Trading terminates at 9:16 a.m. Central Time on the second business day prior to the third Wednesday of the contract month (usually Monday). If the stated date for termination is a bank holiday in Chicago or New York City, then, trading shall terminate on the next preceding business day common to Chicago and New York City banks and the Exchange.

At expiration, the contract is settled by physical delivery of the specified amount of Swiss francs and is usually done on the third Wednesday of the expiring month. If the delivery day is a bank holiday in either Chicago, or New York City, or is not a business day in the country of delivery, the delivery shall then be made on the next day which is a business day in the country of delivery and is not a bank holiday in Chicago or New York City.

Swiss Franc Trading Strategies

Currency Futures Trading Strategy

Currency Futures Trading Strategy

Trading strategies on the swiss franc futures market will help a lot with reducing risk and achieving higher returns when traded in a portfolio of trading strategies on other markets. And while the market isn’t the easiest to find a trading strategy for, it certainly is possible if you just give it enough time!

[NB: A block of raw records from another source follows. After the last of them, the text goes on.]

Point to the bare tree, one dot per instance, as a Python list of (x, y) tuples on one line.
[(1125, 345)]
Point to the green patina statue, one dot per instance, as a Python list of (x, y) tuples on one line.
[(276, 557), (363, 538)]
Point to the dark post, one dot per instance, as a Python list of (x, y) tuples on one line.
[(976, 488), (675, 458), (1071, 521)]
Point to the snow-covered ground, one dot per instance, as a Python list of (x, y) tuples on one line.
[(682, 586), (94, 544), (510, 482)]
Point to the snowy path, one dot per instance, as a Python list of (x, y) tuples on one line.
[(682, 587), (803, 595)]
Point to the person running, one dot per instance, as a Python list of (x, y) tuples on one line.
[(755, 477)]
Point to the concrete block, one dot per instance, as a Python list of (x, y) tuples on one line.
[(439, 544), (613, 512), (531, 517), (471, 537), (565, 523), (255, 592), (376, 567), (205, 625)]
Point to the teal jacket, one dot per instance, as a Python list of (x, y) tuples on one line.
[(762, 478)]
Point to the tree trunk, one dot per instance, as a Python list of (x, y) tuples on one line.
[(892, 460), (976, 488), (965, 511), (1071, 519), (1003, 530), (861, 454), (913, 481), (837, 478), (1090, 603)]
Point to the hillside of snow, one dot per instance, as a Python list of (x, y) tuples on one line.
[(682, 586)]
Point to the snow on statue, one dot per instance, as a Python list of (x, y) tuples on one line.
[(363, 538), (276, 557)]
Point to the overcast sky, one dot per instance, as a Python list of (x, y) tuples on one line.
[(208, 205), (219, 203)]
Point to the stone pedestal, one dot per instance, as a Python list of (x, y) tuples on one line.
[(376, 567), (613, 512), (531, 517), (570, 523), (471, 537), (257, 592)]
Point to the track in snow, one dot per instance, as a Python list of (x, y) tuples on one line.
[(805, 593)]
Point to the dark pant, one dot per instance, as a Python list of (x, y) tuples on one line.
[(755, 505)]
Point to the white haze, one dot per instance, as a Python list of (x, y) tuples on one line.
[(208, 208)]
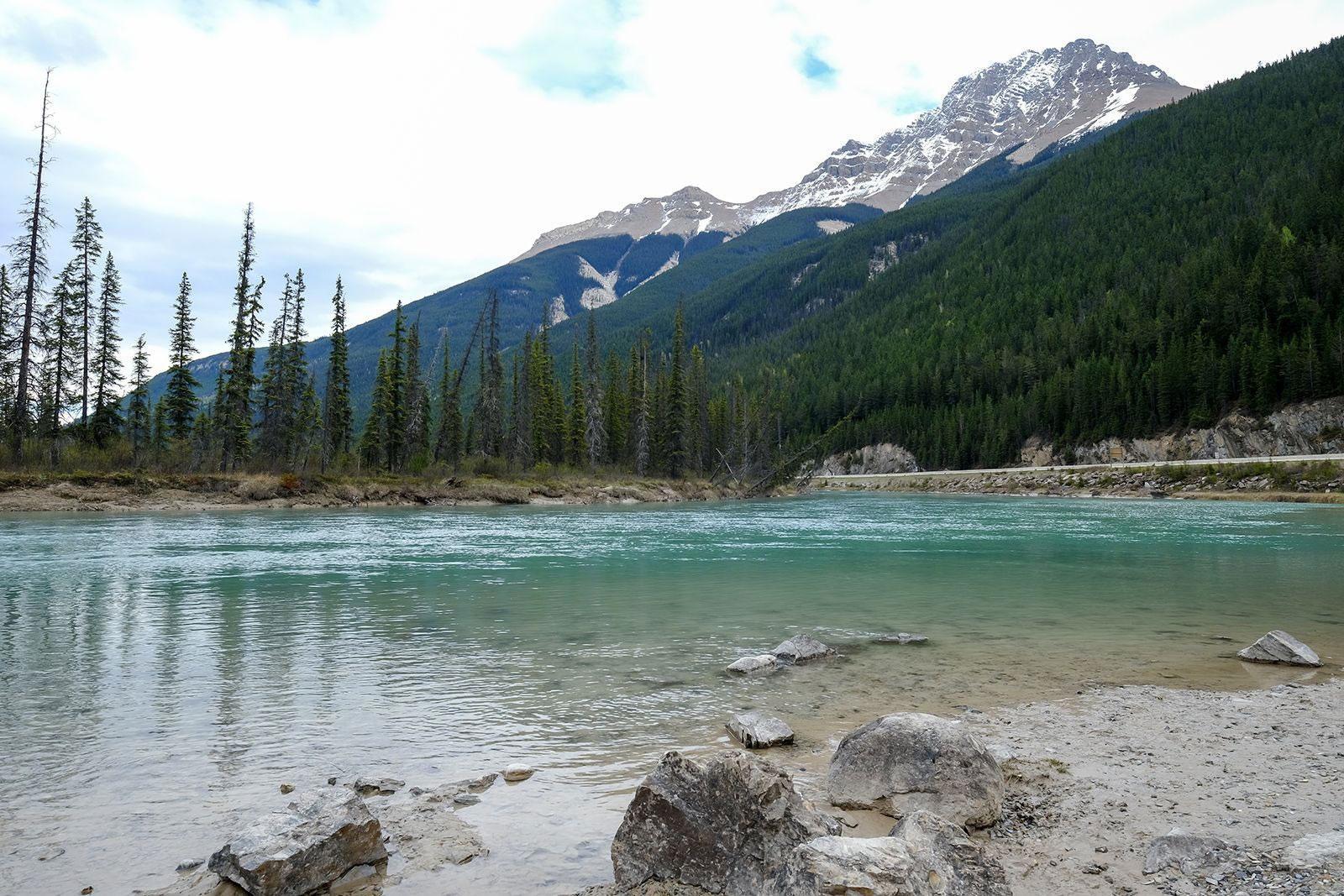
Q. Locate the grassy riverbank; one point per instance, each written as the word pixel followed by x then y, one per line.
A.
pixel 1310 483
pixel 136 490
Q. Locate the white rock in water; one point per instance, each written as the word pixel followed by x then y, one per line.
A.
pixel 900 637
pixel 911 761
pixel 803 647
pixel 759 731
pixel 1315 851
pixel 1183 851
pixel 1280 647
pixel 759 663
pixel 302 848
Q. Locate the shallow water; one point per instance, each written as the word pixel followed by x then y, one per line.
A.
pixel 160 674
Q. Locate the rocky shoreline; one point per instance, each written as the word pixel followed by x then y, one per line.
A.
pixel 1116 790
pixel 1316 483
pixel 125 492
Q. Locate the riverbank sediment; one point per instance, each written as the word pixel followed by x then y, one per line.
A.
pixel 121 492
pixel 1310 483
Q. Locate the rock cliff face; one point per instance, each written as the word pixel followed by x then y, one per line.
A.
pixel 1310 427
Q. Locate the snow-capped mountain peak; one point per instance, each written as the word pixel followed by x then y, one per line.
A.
pixel 1032 101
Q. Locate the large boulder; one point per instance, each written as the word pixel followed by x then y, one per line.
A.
pixel 759 731
pixel 297 849
pixel 1183 851
pixel 803 647
pixel 911 761
pixel 726 825
pixel 1280 647
pixel 922 856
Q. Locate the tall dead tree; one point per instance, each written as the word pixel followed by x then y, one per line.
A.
pixel 30 254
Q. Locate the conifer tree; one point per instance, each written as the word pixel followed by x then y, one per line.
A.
pixel 448 443
pixel 87 244
pixel 235 403
pixel 30 265
pixel 338 414
pixel 595 432
pixel 181 394
pixel 107 359
pixel 138 407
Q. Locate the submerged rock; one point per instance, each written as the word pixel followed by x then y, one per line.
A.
pixel 803 647
pixel 922 856
pixel 726 825
pixel 304 846
pixel 1183 851
pixel 1280 647
pixel 759 663
pixel 900 637
pixel 911 761
pixel 759 731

For those who like to get trading edges right to their inbox, we offer a unique edge membership. Each month, you’ll be sent edges for various markets, ranging from index ETFs to commodity futures!

Swiss Franc Futures Seasonality

Here is a seasonal chart of the swiss franc futures market:

Swiss Franc Futures (SF) Seasonal Chart

Source

 

Factors That Affect the Swiss Franc Futures

There are many fundamental and technical factors that can affect the Swiss franc futures. The major fundamental factors are economic reports and political events.

Economic reports: The data with the highest impact on the Swiss franc futures market include the following:

  • Monetary policy reports, including interest rates and policy statements
  • Inflation-focused reports, such as the consumer price index and the producers’ price index
  • Unemployment rate and wage data
  • Growth reports, such as the GDP, manufacturing PMI, services PMI, and retail sales
  • Reports about the balance of payments, such as current account and trade balance reports
  • Reports on financial market crises

Political events: Serious political events, such as elections and trade issues with the European Union, can have significant effects on the Swiss franc futures. Global uncertainties, such as terrorism and natural disasters can affect the market.

Conclusion

The Swiss franc futures offers investors a way to preserve their wealth during periods of global uncertainties, as well as help businesses to hedge their exchange rate-exposed obligations. It also provides traders with the opportunity to speculate on the Swiss franc. The contract trades on the CME and its Globex electronic trading platform.